Comments on Sontag and Azoulay

I found both of the readings for class today to be extremely powerful.  After Barthes’ reading I became aware of the power of photography and how photographs can touch individuals on multiple different levels. Although photos merely represent something that happened in the past, it is clear that they can still heavily influence their observants. This was brought to light in both Sontag and Azoulay’s pieces for today. Both women bring to light the pain and suffering photographs uncover when depicting images of war. These photos are simply documenting the slaughter that occurs, and as Azoulay states, they “restore the atrocity” (Azoulay). Azoulay engages with the viewer and states that the spectator becomes involved with recreating the disaster that these war images are displaying.  Sontag and Azoulay make claims that photographs of war can be just as criminal as war itself, because of the power that these images carry.

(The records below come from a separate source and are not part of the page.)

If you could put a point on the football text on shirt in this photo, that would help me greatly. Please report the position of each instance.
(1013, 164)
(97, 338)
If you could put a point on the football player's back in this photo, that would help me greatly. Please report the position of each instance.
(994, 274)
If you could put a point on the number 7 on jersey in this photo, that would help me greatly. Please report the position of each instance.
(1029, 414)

From these pieces I came to the understanding that war photographs force us to relive what was happening at the time. Sontag states that “people believed that if the horror could be made vivid enough, most people would finally take in the most outrageous insanity of war.” (Sontag 7) It is through photographs that these horrors are made vivid. These pieces are also in conversation with Barthes claim that photography is death, because war photographs display the deep pain and suffering that occurs during a time of war.

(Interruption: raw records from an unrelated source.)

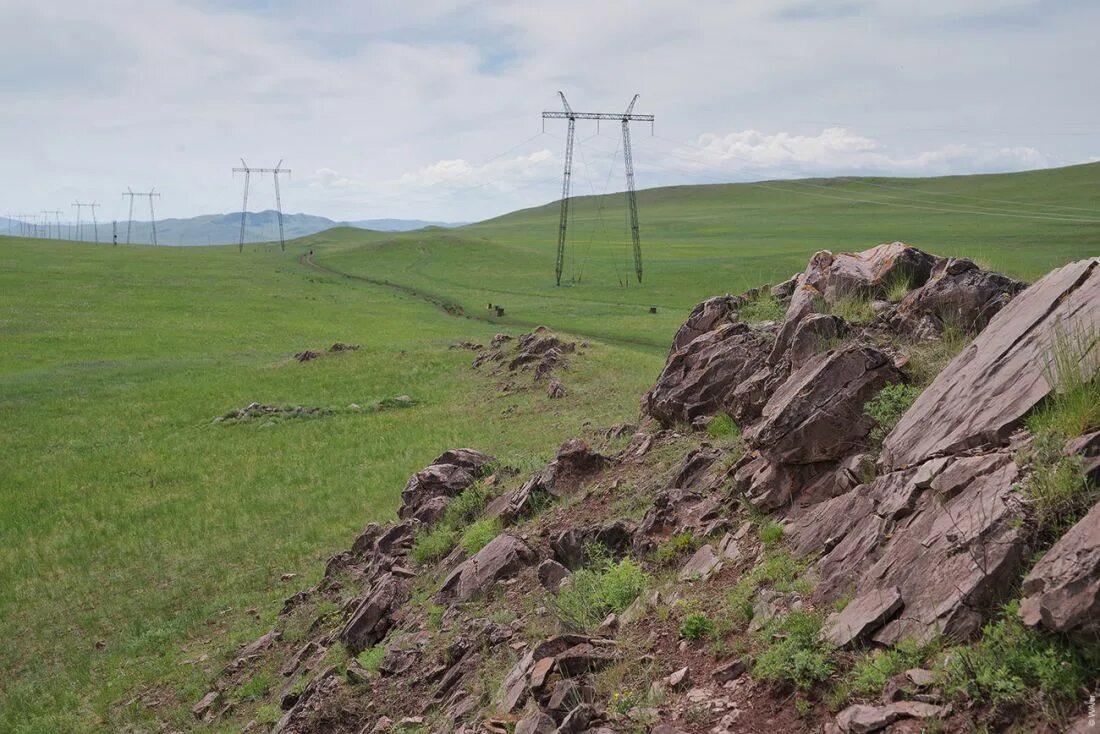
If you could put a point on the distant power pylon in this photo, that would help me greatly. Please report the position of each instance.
(152, 215)
(626, 118)
(278, 201)
(79, 221)
(57, 216)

When reading both of these pieces I immediately thought of World War II and the Holocaust specifically. When I think of war images, I think of men and women in concentration camps staring blankly into the camera behind a barbed wire fence. I then thought of the power of war time photos and how they are used heavily as propaganda. Although photos can make people relive the horror of war, I believe that they can also urge people to create horrors as well, just as some of these photos did in Europe during World War II.